What does Genesis chapter 38 mean?The events of Genesis 38 likely take place during Joseph's time as a slave in Egypt (Genesis 37:26–28) and some time before he is reunited with his brothers (Genesis 45:1–3). After this passage, the text will return to a focus on Joseph (Genesis 39:1).
Judah moves away from his father Jacob and the rest of the family living at Hebron. He establishes a home to the northwest near a town called Adullam. He has a friend there named Hirah, and soon takes a wife. Though people of God have been repeatedly discouraged from marrying into Canaanite culture (Genesis 28:1), Judah has done exactly that. He soon has three sons with her: Er, Onan, and Shelah (Genesis 38:1–5).
The oldest son's name is Er, which is coincidentally the reverse of the Hebrew word for "evil." When he is of marriageable age, Judah finds him a wife, likely another Canaanite woman. Her name is Tamar. Er soon dies, put to death by God for an unnamed wickedness. A strong custom of "levirate marriage," later codified into law (Deuteronomy 25:5–6), demands the childless widow be given in marriage to her late husband's brother.

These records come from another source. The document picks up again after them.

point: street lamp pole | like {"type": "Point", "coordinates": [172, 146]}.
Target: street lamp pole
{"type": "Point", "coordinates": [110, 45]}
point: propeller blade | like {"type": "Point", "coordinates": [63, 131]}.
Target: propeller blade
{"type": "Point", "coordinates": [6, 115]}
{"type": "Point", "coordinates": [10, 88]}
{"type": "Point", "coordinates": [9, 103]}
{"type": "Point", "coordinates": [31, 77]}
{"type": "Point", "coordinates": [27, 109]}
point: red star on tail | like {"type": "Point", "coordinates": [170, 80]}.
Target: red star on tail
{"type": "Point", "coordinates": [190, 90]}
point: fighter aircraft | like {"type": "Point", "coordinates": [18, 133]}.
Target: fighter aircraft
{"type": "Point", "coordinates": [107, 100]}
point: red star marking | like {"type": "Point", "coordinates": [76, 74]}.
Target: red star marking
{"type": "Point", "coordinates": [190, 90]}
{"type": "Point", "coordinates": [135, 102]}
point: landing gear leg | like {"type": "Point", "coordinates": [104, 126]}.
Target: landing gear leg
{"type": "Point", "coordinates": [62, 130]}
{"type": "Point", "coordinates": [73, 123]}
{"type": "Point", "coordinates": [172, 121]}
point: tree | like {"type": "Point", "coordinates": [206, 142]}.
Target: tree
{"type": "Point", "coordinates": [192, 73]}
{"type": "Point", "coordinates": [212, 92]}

The purpose of this custom is to provide the otherwise-destitute woman with a secure future. Judah tells his second son to marry Tamar so that Er's family line might continue (Genesis 38:6–8).
According to this tradition, any children born from the new relationship are considered heirs of the departed brother. Any children Onan fathers and raises with Tamar will be considered those of his late brother. They will carry on Er's line, and Er's inheritance. Onan is not interested in supporting his brother's children. However, he has no objection to sex, so he takes advantage of the situation. Whenever he has intercourse with Tamar, he interrupts the act at the last moment to avoid conception. God sees Onan's practice—deliberately using Tamar for sex while avoiding responsibility for his brother's legacy—as a heinous sin. He puts Onan to death, as well (Genesis 38:9–10).

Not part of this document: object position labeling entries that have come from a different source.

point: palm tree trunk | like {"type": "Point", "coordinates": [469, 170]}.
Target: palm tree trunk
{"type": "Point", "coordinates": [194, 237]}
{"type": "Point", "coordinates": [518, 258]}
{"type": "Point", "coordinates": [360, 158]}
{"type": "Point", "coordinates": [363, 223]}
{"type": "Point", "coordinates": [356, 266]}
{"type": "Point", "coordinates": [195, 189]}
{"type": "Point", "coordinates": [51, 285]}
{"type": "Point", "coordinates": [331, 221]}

The same levirate custom demands Judah, as Tamar's father-in-law, give her in marriage to his third son, Shelah. But Judah apparently blames Tamar for the death of his two oldest sons. He may believe she is bad luck, or thinks she somehow contributed to their sins. For that reason, he is concerned Shelah will die if he marries Tamar. Fortunately, for Judah, when Onan dies Shelah is not yet old enough to marry. Judah tells Tamar to wait, but we later learn he never planned on following through on his agreement. Left undeterred, Judah would leave her waiting as a childless widow in her father's household forever (Genesis 38:11).

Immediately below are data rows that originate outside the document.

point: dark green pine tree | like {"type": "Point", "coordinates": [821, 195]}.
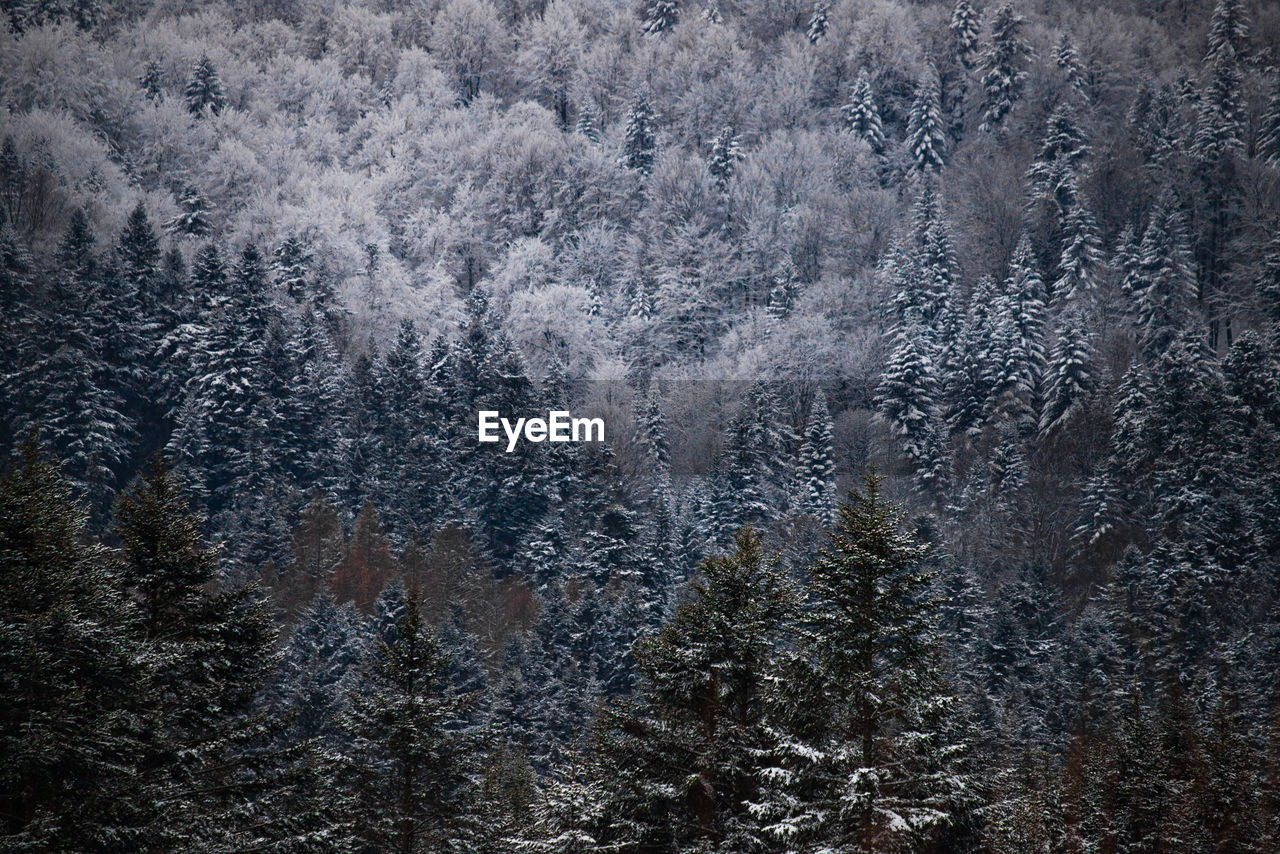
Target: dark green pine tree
{"type": "Point", "coordinates": [873, 753]}
{"type": "Point", "coordinates": [408, 767]}
{"type": "Point", "coordinates": [862, 114]}
{"type": "Point", "coordinates": [926, 136]}
{"type": "Point", "coordinates": [817, 464]}
{"type": "Point", "coordinates": [725, 156]}
{"type": "Point", "coordinates": [73, 675]}
{"type": "Point", "coordinates": [204, 88]}
{"type": "Point", "coordinates": [659, 17]}
{"type": "Point", "coordinates": [1002, 67]}
{"type": "Point", "coordinates": [638, 149]}
{"type": "Point", "coordinates": [684, 757]}
{"type": "Point", "coordinates": [206, 770]}
{"type": "Point", "coordinates": [964, 33]}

When Tamar realizes no marriage is coming, she knows her situation is hopeless. She will not be provided for by her father-in-law Judah, and she has no prospects for a future marriage. So, she hatches a scheme to force Judah to care for her. Tamar learns where Judah will be traveling. She changes her clothes and dresses herself with a veil, appearing as a prostitute, and positions herself along the road at the entrance to a town called Enaim. Not knowing who she is, Judah propositions her for sex (Genesis 38:12–16).
Scripture does not say exactly what Tamar's plan was, at first. At the very least, she intended to use this encounter as leverage to convince Judah to make good on his promise. It's an incredibly dangerous gamble: if she's found out, there's a good chance her life will be forfeit. As it happens, she winds up with a far more potent advantage than she may have anticipated. In negotiating her fee, Judah notes that he doesn't have money to pay for her services. Tamar asks Judah to leave his staff, signet, and cord as a guarantee. These items would have been unique and irreplaceable. Once he sends payment, she will return the items. Judah gives them to her and has his way. In what turns out to be an enormous advantage, for Tamar, she becomes pregnant as a result (Genesis 38:17–18).
After Judah leaves, Tamar returns to her father's household. While prostitution was not illegal in that era, it was probably not considered respectable. To avoid shame, Judah sends his friend, Hirah, to the place where he met the "prostitute," to pay her and retrieve his personal effects. Of course, since this was Tamar and not an actual prostitute, she is nowhere to be found. Judah decides to abandon his items rather than risk being laughed at if the story gets out (Genesis 38:19–23).
Three months later, Tamar is discovered to be pregnant. Judah, knowing she is technically engaged to his youngest son, Shelah, viciously condemns her to death. In a stunning revelation, Tamar sends proof of the person who impregnated her: Judah's own staff and signet. Judah sheepishly recognizes his hypocrisy. Tamar's deception and sin are immoral, but Judah's sin is even worse. He allows her to live and, so far as it seems, gives her all the care associated with a wife. Scripture does not say that Judah literally married Tamar, but specifies he never has intercourse with her again. In effect, Judah takes on the responsibility of levirate marriage which he had been denying to Tamar (Genesis 38:24–26).
Tamar gives birth to Judah's twin boys, Zerah and Perez (Genesis 38:27–30).